TETAPLAH PERCAYA KEPADA TUHAN









Sabtu, 21 Oktober 2017 

A. BACAAN PERTAMA 
ROMA 4:13,16-18 

Sebab bukan karena hukum Taurat telah diberikan janji kepada Abraham dan keturunannya, bahwa ia akan memiliki dunia, tetapi karena kebenaran, berdasarkan iman. 

Sebab sekalipun tidak ada dasar untuk berharap, namun Abraham berharap juga dan percaya, bahwa ia akan menjadi bapa banyak bangsa, menurut yang telah difirmankan: "Demikianlah banyaknya nanti keturunanmu." 

B. MAZMUR TANGGAPAN 
MAZMUR 105:6-9,42-43 

Tuhan Allah mengingat perjanjianNya dengan Abraham dan umatNya dituntun keluar dengan kegirangan dan orang pilihanNya dengan sorak-sorai. 

C. BACAAN INJIL 
LUKAS 12:8-12 

Setiap orang mengaku Anak Manusia (=Yesus) di depan manusia maka akan diakuiNya di depan malaikat Allah. 

Setiap orang yang mengatakan sesuatu melawan Anak Manusia, ia akan diampuni; tetapi barangsiapa menghujat Roh Kudus, ia tidak akan diampuni. 

Janganlah kuatir bagaimana membela dirimu di hadapan majelis, pemerintah, penguasa sebab Roh Kudus mengajar kamu apa yang harus kamu katakan. 

RENUNGAN HARI INI 

Memelihara iman percaya kepada Yesus Kristus membutuhkan ketekunan dan kesetiaan sebab seringkali masalah hidup memupuskan iman atau sedikitnya mengoyahkan iman kita. 
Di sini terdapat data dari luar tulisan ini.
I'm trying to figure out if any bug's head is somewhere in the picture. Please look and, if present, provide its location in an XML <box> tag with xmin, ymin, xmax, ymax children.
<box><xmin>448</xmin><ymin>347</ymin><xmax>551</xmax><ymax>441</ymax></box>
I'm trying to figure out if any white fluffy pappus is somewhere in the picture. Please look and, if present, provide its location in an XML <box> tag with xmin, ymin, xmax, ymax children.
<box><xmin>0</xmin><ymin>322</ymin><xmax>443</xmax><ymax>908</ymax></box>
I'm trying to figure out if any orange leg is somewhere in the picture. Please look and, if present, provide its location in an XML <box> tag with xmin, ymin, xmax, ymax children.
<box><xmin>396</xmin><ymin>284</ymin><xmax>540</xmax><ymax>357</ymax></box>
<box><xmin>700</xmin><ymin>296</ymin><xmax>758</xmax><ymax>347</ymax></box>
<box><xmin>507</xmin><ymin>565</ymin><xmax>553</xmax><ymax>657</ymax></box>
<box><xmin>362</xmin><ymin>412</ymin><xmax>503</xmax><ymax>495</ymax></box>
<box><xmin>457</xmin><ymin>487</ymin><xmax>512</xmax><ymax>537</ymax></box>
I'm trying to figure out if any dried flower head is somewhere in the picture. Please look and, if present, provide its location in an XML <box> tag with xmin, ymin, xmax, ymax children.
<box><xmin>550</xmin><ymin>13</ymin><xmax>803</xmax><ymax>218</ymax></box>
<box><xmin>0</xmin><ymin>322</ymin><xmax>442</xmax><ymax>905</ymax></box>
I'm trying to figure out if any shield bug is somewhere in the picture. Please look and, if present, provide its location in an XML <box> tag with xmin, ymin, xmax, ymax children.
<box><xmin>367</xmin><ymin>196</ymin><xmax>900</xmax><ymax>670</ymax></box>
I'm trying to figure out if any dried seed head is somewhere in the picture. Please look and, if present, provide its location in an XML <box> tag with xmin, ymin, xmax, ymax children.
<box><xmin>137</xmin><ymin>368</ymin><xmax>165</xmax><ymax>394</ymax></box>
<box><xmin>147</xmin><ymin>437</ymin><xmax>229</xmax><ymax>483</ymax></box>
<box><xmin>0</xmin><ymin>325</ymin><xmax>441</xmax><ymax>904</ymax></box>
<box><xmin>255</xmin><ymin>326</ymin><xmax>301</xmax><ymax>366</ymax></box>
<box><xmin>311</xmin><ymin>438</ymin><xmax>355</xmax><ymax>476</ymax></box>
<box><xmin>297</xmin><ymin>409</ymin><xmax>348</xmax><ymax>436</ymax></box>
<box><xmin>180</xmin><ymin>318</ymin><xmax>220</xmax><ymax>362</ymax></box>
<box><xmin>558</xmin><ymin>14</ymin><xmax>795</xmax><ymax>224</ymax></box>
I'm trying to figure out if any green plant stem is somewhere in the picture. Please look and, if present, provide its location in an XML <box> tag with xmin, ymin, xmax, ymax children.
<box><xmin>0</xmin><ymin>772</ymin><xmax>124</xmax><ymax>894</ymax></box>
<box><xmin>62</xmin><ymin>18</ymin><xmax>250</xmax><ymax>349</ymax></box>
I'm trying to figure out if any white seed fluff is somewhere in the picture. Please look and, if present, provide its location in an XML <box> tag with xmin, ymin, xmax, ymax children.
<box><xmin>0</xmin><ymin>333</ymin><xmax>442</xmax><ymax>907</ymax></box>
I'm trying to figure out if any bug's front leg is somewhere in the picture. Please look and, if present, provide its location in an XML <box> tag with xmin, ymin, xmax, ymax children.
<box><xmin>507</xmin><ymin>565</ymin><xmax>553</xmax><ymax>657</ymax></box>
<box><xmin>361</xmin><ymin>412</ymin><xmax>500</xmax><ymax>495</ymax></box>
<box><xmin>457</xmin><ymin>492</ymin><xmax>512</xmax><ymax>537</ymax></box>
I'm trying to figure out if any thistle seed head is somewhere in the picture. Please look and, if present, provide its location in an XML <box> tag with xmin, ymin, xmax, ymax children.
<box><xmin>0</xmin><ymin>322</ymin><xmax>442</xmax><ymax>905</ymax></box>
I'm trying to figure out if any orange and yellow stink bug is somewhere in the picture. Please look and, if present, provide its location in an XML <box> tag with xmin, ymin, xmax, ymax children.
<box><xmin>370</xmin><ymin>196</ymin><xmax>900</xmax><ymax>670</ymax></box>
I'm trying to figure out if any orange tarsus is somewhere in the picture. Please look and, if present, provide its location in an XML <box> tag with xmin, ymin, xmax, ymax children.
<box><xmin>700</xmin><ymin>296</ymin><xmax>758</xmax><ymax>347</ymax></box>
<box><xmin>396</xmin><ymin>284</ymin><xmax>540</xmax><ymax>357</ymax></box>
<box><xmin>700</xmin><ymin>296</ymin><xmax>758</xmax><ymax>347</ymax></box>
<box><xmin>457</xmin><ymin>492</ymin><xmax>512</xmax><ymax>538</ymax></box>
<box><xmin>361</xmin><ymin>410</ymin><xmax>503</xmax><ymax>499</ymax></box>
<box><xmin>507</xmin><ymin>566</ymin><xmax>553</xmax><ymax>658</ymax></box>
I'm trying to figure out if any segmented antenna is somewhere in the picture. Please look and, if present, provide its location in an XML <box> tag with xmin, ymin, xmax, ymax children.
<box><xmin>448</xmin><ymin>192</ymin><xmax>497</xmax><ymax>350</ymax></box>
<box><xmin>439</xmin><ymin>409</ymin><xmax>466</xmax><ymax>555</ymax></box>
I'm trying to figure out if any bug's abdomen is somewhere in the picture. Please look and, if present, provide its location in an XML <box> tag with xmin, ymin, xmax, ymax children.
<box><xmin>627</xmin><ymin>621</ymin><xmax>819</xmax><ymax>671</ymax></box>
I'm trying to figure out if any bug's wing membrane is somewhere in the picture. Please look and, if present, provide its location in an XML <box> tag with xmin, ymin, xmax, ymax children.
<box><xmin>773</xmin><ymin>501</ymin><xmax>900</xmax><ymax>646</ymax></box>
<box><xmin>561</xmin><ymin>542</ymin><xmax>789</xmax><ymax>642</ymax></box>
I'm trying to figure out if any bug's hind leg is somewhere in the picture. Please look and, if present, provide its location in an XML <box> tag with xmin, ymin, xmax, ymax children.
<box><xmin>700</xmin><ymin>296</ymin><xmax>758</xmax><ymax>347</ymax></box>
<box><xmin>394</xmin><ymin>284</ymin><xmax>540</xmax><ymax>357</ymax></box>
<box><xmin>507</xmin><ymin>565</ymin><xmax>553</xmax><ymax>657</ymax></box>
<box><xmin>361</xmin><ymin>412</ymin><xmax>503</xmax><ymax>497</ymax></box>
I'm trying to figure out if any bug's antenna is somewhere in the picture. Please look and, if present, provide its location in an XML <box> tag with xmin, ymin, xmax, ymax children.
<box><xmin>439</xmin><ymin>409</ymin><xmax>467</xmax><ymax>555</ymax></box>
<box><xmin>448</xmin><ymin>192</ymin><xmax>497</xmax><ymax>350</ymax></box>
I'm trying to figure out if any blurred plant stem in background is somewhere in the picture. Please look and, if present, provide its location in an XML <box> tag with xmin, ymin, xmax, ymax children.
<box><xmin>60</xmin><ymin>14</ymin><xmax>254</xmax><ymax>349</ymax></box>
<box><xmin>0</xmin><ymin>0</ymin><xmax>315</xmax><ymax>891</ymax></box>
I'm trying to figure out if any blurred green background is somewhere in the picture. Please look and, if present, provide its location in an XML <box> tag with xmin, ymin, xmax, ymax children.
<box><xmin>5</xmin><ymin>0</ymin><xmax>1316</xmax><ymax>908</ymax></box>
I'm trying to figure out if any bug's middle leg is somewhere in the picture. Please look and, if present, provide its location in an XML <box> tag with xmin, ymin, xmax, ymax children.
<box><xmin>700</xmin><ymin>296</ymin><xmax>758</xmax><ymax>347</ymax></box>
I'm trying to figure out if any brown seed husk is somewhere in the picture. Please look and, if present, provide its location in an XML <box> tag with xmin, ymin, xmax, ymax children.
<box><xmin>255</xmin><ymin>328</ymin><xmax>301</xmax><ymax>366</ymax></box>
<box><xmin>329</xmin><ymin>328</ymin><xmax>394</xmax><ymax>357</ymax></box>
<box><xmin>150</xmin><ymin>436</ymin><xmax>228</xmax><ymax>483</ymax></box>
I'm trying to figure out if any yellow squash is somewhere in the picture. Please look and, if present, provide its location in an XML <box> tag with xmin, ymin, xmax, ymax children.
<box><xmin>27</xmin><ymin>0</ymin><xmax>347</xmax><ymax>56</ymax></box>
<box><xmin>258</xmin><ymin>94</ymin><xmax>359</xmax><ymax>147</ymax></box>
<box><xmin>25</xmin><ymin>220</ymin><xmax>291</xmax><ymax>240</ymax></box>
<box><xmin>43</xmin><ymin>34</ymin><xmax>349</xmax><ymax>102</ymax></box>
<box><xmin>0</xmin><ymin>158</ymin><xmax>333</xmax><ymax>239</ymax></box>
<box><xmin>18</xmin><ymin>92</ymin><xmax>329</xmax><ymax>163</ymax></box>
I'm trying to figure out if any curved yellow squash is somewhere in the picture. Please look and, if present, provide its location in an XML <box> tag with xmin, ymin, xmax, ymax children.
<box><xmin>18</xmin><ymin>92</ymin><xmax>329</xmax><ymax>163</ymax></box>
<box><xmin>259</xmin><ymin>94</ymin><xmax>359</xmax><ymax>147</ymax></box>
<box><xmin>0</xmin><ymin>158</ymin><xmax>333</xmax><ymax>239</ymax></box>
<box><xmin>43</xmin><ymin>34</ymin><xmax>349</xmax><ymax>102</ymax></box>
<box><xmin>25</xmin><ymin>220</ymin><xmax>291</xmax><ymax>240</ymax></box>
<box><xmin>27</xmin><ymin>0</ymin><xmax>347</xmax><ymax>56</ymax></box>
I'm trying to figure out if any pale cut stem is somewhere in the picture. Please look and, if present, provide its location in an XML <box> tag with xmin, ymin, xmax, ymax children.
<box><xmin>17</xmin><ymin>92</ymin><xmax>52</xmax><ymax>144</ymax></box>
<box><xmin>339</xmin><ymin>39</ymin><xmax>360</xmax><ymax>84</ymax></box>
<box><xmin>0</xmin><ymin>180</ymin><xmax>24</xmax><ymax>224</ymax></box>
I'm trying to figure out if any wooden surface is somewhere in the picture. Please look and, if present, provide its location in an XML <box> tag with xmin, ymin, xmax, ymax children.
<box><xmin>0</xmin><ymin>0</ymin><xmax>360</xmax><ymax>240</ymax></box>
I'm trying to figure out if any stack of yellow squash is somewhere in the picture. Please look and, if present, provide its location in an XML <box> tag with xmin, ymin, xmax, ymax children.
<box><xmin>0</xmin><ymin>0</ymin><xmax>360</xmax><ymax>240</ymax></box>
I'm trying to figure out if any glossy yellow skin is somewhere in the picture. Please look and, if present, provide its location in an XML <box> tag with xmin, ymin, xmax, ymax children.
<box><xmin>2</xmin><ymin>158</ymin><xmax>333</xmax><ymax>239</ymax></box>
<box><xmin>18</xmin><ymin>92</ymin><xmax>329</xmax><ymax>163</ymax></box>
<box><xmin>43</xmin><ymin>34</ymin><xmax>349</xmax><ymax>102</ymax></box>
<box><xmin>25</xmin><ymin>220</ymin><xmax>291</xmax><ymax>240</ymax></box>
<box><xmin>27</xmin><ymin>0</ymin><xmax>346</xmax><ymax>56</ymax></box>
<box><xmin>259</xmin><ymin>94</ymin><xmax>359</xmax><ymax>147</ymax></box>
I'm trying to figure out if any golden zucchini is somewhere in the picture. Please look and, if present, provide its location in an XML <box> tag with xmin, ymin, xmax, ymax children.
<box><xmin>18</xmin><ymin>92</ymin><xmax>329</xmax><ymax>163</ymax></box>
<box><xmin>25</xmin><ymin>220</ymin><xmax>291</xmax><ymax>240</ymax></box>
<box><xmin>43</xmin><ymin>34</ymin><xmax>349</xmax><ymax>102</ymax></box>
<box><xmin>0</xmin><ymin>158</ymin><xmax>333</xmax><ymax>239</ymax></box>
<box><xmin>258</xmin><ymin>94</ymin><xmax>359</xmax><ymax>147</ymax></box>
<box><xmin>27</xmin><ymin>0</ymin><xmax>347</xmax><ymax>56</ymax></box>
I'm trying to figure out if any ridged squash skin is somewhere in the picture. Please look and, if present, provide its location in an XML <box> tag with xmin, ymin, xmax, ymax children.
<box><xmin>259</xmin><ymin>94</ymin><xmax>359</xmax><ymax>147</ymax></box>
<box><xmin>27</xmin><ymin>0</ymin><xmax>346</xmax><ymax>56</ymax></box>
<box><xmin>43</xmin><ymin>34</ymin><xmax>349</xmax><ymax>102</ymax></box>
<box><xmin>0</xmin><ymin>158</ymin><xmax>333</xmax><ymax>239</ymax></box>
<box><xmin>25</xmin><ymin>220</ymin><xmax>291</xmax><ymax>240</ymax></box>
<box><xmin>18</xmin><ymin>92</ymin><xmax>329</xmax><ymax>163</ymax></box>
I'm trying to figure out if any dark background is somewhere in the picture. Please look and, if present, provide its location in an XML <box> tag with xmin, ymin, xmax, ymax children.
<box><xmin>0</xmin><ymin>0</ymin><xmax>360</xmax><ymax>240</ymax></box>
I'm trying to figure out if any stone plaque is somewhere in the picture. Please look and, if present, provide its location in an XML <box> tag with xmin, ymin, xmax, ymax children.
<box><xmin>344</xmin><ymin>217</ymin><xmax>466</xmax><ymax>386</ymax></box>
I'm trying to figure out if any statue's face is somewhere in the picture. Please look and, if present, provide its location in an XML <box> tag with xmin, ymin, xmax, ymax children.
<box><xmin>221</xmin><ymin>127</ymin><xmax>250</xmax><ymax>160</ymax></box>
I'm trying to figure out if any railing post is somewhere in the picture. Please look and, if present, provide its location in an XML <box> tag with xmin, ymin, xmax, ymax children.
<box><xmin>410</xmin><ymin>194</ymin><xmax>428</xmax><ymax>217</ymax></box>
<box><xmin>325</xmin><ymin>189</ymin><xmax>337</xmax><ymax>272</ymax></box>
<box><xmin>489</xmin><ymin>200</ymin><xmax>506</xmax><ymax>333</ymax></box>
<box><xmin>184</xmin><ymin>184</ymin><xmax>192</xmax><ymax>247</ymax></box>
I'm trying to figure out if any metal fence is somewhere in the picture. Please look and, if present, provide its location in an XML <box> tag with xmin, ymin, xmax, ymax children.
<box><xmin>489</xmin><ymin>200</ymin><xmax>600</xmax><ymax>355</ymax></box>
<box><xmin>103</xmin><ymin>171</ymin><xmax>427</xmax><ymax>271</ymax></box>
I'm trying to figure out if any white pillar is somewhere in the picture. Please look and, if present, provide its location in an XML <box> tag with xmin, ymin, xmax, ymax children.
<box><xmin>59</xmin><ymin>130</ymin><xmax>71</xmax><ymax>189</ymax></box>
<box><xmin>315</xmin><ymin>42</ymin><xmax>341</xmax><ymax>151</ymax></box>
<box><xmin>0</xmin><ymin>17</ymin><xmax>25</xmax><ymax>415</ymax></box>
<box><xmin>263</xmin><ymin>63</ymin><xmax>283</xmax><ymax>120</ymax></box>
Sudah banyak terjadi, orang kehilangan iman atau berpaling dari imannya karena tidak sanggup mengatasi persoalan hidup yang sedang dihadapinya. 

Misalnya : 
demi mau menikah, demi jabatan, demi uang, demi kesenangan duniawi, dsbnya, seseorang gadaikan imannya dengan cara meninggalkan Yesus Kristus. 

Terutama yang paling sulit adalah saat diperhadapkan pada penganiayaan fisik dan resiko kehilangan nyawa

Bacaan Injil hari ini, Yesus mengatakan: 

Lukas 12:11-12 
Apabila orang menghadapkan kamu kepada majelis-majelis atau kepada pemerintah-pemerintah dan penguasa-penguasa, janganlah kamu kuatir bagaimana dan apa yang harus kamu katakan untuk membela dirimu
Sebab pada saat itu juga Roh Kudus akan mengajar kamu apa yang harus kamu katakan. 

Inilah namanya pikul salib ! 
Ujian iman yang terberat. 
Dari sini terlihat jelas kualitas iman kita. 

Dalam keadaan hidup biasa-biasa saja, apalagi hidupnya nyaman... mudah sekali kita beriman kepada Yesus. 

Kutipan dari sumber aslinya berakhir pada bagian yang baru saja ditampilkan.